Р. Маккенна наделил своих героев поистине космическими возможностями, заставив их выступить в роли творцов нового мира.
Но что любопытно: и сам автор выступает в роли демиурга, который создает предлагаемый читателю мир, в котором герои творят собственных персонажей, которые обустраивают собственную реальность, которая… ряд, вероятно, можно продолжать до бесконечности.
Но ведь идея, заданная автором, жизненная силам его воображаемой Вселенной — это лишь предельно яркая метафора «энергетики» самой фантастики. Поэтому этот номер журнала мы решили посвятить природе вымысла, способности человека творить новое «я» и новые сущности из суммы невероятностей, называемой жизнью.
А гидом в этой стране вымысла выступит человек, прекрасно знающий, как создается новая реальность.
Что может быть интереснее, чем заглянуть в творческую лабораторию писателя, где в огне таланта кипят, клокочут, обретают форму странные, неведомые миры?
В эпиграф к «Понедельнику» вы вынесли строки из Н. В. Гоголя: «Но что страннее, что непонятнее всего, это то, как авторы могут брать подобные сюжеты, признаюсь, это уж совсем непостижимо, это точно…» Если реалист, как когда-то определил Чернышевский, калькирует жизнь, то фантастам приходится свой мир конструировать. Как вам представляется механизм вымысла?
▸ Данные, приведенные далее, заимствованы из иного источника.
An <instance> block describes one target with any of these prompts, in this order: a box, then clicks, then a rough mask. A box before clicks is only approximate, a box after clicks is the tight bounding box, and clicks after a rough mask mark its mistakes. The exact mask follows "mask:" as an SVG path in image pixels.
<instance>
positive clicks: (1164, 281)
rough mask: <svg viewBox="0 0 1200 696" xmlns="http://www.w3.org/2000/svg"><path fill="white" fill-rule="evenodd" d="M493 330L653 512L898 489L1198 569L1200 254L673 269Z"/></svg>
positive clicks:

— Конечно, я задумывался над этим. Обсуждал и дискутировал с Аркадием Натановичем. Но одно скажу твердо: не знаю никаких закономерностей вымысла и не могу себе их представить. Появление в воображении элементов до сих пор невиданного — процесс мало контролируемый и идет он скорее на уровне подсознания. Как рождались наши идеи? Вдруг ни с того, ни с сего один из нас восклицал: «А что, если?..»
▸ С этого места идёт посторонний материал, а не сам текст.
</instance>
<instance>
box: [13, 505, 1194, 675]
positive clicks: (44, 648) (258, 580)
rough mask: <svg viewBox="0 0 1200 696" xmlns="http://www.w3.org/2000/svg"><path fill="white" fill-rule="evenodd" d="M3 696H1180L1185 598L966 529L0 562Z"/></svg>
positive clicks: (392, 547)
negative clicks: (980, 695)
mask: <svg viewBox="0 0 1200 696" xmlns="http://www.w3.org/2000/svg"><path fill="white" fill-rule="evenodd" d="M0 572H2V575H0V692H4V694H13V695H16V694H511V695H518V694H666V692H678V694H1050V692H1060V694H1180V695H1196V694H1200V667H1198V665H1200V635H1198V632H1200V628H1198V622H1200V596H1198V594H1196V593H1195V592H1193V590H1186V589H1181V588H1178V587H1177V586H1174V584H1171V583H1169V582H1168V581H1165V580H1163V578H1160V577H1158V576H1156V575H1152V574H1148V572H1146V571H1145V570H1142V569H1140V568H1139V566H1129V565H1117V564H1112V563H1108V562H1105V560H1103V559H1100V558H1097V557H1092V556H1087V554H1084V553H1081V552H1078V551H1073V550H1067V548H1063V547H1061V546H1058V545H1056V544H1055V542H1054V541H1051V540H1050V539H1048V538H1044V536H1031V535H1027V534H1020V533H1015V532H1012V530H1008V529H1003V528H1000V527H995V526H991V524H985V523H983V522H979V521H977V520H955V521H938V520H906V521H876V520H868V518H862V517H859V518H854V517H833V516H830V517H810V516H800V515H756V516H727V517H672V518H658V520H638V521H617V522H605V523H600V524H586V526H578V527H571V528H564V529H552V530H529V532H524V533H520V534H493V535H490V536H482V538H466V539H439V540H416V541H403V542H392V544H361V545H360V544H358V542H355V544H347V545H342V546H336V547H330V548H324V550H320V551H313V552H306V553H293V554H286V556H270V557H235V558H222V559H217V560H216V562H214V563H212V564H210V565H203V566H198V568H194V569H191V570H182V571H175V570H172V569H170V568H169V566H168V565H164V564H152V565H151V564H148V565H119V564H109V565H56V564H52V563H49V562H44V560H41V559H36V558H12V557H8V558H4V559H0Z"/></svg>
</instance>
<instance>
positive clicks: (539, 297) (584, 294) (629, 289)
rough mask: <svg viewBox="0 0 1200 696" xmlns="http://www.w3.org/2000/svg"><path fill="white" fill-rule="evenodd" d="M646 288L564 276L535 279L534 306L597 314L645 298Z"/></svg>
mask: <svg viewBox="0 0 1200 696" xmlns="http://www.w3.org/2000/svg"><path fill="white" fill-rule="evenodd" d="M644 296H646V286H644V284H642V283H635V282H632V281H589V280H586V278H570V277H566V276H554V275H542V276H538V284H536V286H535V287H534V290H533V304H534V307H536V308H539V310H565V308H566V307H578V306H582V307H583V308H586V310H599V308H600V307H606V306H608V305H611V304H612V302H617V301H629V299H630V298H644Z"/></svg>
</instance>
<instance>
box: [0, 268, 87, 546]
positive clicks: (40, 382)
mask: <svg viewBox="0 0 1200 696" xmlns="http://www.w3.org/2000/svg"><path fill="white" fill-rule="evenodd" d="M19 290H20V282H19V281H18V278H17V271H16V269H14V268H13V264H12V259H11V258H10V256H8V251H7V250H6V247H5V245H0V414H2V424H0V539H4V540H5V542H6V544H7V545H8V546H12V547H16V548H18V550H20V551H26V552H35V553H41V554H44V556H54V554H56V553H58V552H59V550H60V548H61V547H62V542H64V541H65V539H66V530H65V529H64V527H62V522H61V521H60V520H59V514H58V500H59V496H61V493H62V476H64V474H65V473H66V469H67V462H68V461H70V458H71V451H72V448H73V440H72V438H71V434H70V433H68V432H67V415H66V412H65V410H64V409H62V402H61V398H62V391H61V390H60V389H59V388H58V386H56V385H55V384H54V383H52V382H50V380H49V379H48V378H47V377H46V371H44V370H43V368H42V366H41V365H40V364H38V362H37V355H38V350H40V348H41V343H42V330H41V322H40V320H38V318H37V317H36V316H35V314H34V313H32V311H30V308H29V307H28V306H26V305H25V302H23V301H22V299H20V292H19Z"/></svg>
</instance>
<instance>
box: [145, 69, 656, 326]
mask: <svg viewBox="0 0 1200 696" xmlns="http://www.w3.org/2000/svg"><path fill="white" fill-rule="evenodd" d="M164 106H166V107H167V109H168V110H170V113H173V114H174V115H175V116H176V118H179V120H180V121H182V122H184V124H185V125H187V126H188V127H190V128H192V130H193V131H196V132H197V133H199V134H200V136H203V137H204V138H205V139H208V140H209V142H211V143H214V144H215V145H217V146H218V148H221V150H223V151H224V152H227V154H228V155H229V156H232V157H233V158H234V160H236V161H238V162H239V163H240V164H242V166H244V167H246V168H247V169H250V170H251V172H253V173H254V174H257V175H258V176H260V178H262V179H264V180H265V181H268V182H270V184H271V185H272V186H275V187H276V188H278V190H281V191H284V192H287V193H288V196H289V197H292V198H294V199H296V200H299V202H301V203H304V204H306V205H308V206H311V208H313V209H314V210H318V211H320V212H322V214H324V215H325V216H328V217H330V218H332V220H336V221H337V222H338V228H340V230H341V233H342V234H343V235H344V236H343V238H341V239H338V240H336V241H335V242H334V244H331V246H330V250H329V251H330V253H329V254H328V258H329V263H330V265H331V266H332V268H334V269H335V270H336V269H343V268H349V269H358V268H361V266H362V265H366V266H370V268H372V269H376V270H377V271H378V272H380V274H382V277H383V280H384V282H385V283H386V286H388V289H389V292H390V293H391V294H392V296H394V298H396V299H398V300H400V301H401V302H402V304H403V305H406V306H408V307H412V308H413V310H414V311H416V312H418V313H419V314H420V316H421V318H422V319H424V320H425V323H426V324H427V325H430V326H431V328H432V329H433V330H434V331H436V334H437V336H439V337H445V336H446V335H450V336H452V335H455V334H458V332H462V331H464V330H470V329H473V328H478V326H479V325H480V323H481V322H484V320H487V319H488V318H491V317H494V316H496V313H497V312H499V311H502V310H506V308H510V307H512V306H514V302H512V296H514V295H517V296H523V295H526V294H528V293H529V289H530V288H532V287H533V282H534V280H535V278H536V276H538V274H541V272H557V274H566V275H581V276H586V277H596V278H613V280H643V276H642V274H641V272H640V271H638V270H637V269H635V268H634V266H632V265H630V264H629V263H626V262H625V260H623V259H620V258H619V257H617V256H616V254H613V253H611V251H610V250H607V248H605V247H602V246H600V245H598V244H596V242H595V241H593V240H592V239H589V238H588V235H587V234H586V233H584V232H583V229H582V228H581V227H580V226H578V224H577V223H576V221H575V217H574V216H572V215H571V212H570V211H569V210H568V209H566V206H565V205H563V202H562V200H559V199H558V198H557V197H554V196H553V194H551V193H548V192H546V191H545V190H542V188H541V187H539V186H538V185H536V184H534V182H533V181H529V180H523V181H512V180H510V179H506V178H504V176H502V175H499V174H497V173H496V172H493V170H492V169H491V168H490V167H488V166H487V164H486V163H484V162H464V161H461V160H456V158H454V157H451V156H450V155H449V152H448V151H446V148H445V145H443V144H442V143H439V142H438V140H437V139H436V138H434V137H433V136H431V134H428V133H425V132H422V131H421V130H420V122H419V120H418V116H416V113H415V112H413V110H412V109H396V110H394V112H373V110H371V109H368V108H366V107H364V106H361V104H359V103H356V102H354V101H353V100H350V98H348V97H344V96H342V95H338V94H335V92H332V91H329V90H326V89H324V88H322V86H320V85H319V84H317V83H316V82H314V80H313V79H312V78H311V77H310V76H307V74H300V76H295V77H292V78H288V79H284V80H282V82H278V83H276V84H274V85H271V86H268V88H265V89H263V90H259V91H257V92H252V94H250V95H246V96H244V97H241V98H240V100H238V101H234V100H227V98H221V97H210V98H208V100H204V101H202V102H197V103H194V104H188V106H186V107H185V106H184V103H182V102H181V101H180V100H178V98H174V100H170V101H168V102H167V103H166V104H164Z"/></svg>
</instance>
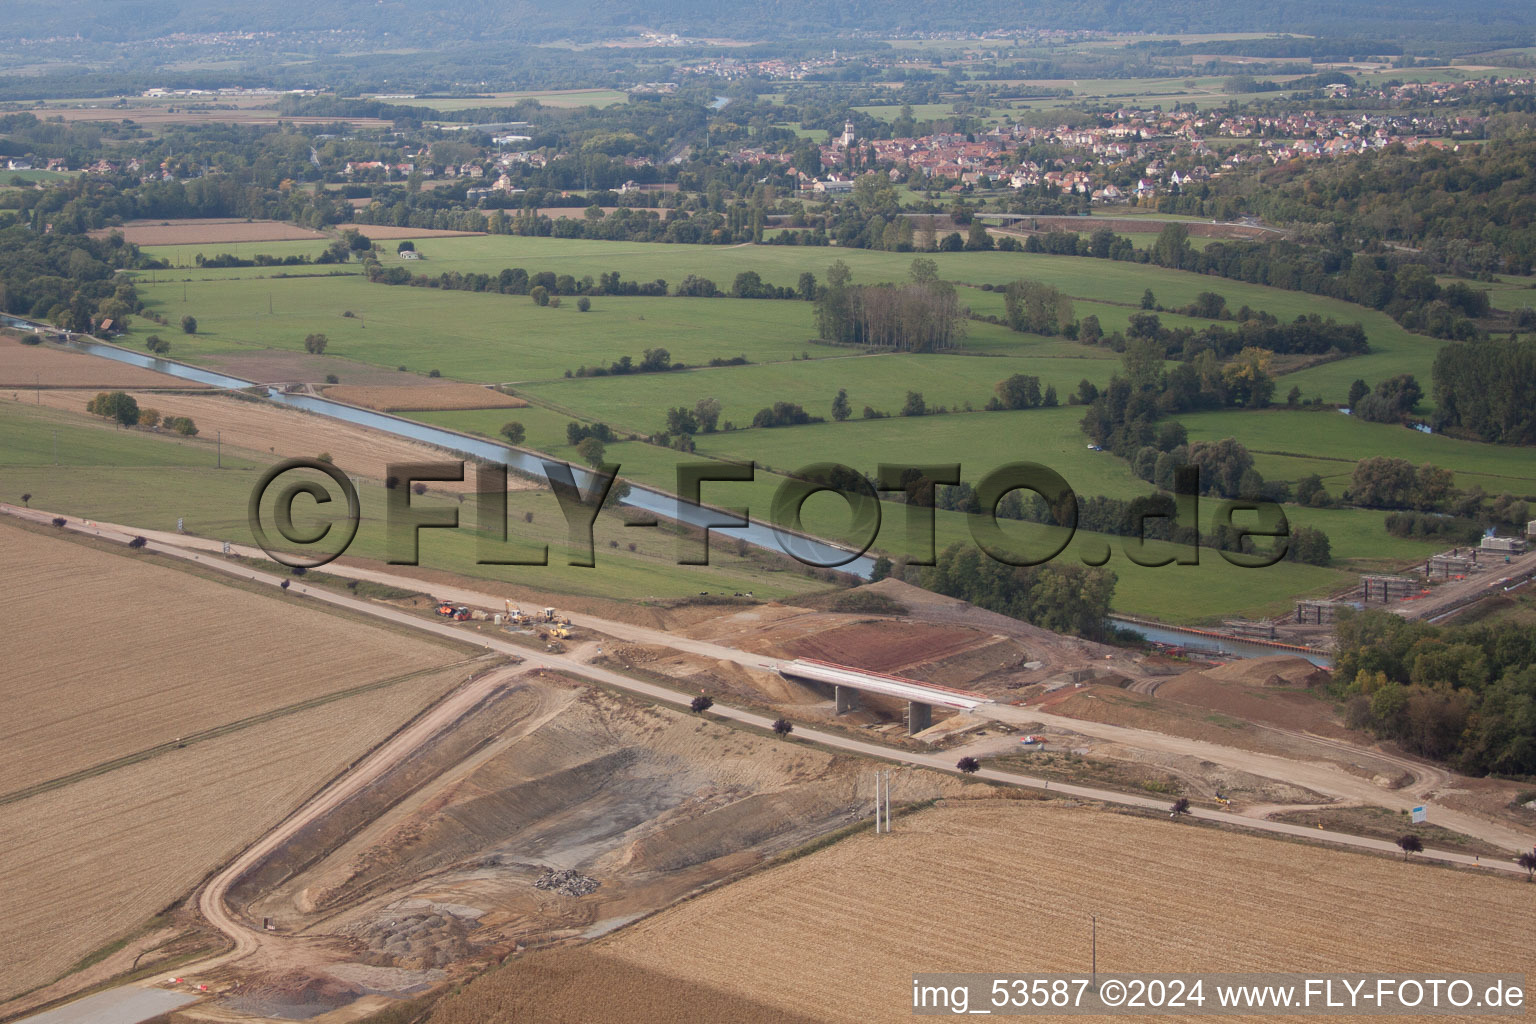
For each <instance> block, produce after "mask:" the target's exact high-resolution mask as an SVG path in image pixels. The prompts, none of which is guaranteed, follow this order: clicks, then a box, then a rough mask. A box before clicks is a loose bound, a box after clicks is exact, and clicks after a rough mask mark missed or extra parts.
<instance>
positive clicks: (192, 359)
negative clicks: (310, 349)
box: [126, 276, 833, 384]
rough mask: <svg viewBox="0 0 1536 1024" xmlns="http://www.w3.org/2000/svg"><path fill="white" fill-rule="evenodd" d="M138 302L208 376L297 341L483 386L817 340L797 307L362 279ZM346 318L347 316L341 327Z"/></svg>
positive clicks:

Некоторые замыслы, подобно радужным мыльным пузырям, лопались сразу же. «Шарики», которые представлялись более плотными, брали в руки, переминали, пробовали — и все же отбрасывали. Только один процент в итоге шел в дело.
Правда, Генрих Саулович Альтов всерьез был озабочен этой идеей: он пытался нащупать механизмы изобретения образов. Ну, например, считал, что количественное изменение может дать качественный скачок. Вспомним: у Уэллса человек-невидимка один, а если их будет 10 тысяч? Совершенно иная ситуация. И тем не менее я не знаю ни одного писателя, который сумел бы систематически применять подобную методику. Сам Альтов пытался использовать ее в своей новелле «Ослик и аксиома». Пример прекрасный, но одинокий.
Знаете, в фантастической литературе главное не фантастическая идея, не выдумка. Подобное равнозначно утверждению, что в пикантном остром блюде основное — соль и перец. Но попробуйте их без гарнира — ни удовольствия, ни пользы. А пищей, даже без приправ, хотя бы можно насытиться. Писатель-реалист вспоминает, а писатель-фантаст вынужден придумывать, в этом отличие между реалистической литературой и фантастикой. Нельзя вспомнить мир, где человечество борется с растениями-хищниками. Но можно допустить такую возможность и посмотреть, как будет развиваться ситуация. Так появился «День триффидов» Уиндема…
— Но ведь какой-то «первотолчок», заставлявший воссоздавать именно такие, а не иные миры, был?